Sebut saja Nahdlatul Ulama (NU) yang beberapa cabangnya dengan terang-terangan mendeklarasikan dukungannya kepada pasangan calon 01 (Jokowi – Ma’ruf). Begitupun dengan PA 212 yang juga secara terang-terangan mendeklarasikan dukungannya pada pasangan calon nomor urut 2 (Prabowo – Sandi) melalui Ijtima Ulama yang dilakukan beberapa kali. Jika dikaji lebih dalam lagi, maka organisasi massa Islam (ormas Islam) yang terkait erat dengan PA 212 adalah Front Pembela Islam (FPI). Meskipun di lapangan antara FPI, GNPF, dan PA 212 berjalan sebagai organisasi yang berbeda. Atas inisiatif kelompok itu jugalah, pasangan calon 02 (Prabowo – Sandi) mendapatkan legitimasi yang kuat sebagai pilihan para ulama. Legitimasi itu didapatkan dari ijtima ulama.

Dalam demokrasi, organisasi-organisasi massa Islam yang mendeklarasikan dukungannya tersebut sah-sah saja. Bahkan dalam mekanisme sistem politik, peran organisasi massa sangat dibutuhkan olah negara sebagai pengontrol maupun pendukung pembangunan. Dalam sistem politik peran organisasi massa tersebut dibagi atas dua yaitu berperan sebagai organisasi atau kelompok penekan (pressure group) dan kelompok kepentingan (interest group).
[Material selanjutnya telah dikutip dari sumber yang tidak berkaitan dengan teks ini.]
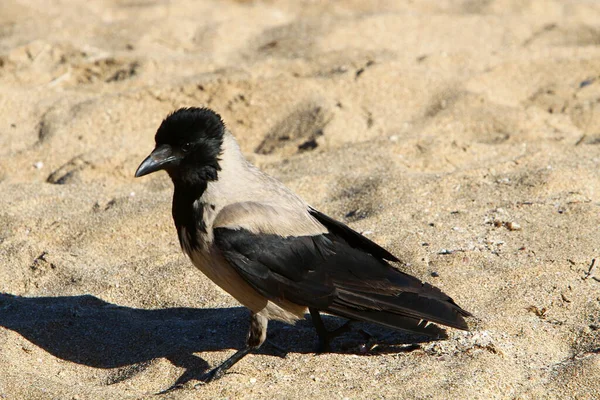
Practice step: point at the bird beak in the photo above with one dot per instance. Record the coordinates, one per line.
(160, 158)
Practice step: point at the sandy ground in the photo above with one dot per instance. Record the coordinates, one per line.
(462, 135)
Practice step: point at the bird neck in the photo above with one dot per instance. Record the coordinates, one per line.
(188, 215)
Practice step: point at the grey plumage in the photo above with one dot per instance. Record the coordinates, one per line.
(274, 253)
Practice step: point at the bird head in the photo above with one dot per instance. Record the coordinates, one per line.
(188, 144)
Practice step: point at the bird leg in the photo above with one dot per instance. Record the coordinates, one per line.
(256, 336)
(324, 336)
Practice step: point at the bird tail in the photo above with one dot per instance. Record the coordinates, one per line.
(406, 311)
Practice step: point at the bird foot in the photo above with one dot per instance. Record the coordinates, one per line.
(324, 345)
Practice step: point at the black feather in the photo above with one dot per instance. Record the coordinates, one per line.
(327, 273)
(352, 237)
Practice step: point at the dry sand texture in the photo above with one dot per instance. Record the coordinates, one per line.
(462, 135)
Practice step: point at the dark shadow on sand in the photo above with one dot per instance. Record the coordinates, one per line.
(87, 330)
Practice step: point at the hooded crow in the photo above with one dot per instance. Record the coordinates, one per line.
(273, 252)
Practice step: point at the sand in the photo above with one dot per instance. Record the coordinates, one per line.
(464, 136)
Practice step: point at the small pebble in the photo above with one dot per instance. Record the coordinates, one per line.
(512, 226)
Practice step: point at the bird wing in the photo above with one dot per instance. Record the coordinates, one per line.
(327, 272)
(352, 237)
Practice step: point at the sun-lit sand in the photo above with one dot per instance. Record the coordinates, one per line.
(464, 136)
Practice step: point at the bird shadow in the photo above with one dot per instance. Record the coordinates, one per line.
(89, 331)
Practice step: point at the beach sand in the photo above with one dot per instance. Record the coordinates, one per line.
(464, 136)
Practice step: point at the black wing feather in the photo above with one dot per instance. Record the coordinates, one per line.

Pada pembagian jenis kelompok ormas tersebut, antara NU dan FPI sejatinya dapat dikategorikan sebagai kelompok kepentingan (interest group). Hal ini berkaitan dengan tujuan kedua organisasi massa Islam (ormas Islam) itu yang memberikan dukungannya yang secara politis pasti tidak mendukung begitu saja. Melainkan terdapat kepentingan di dalamnya. Kepentingan kedua organisasi itu bisa saja berdasarkan kepentingan ideologi organisasi maupun kepentingan kekuasaan semata.

Yang menarik adalah, antara NU dan FPI merupakan organisasi massa yang sama yaitu organisasi massa yang berasaskan Islam. Namun, keberpihakan mereka justru bertolak belakang tetapi dengan arguemnatsi yang sama yaitu atas nama kesejahteraan bangsa dan umat. Kedua organisasi Islam besar itu, terlihat sangat berlawanan. Hal ini ditandai dengan kerasnya persaingan antara 01 dan 02 di lapangan.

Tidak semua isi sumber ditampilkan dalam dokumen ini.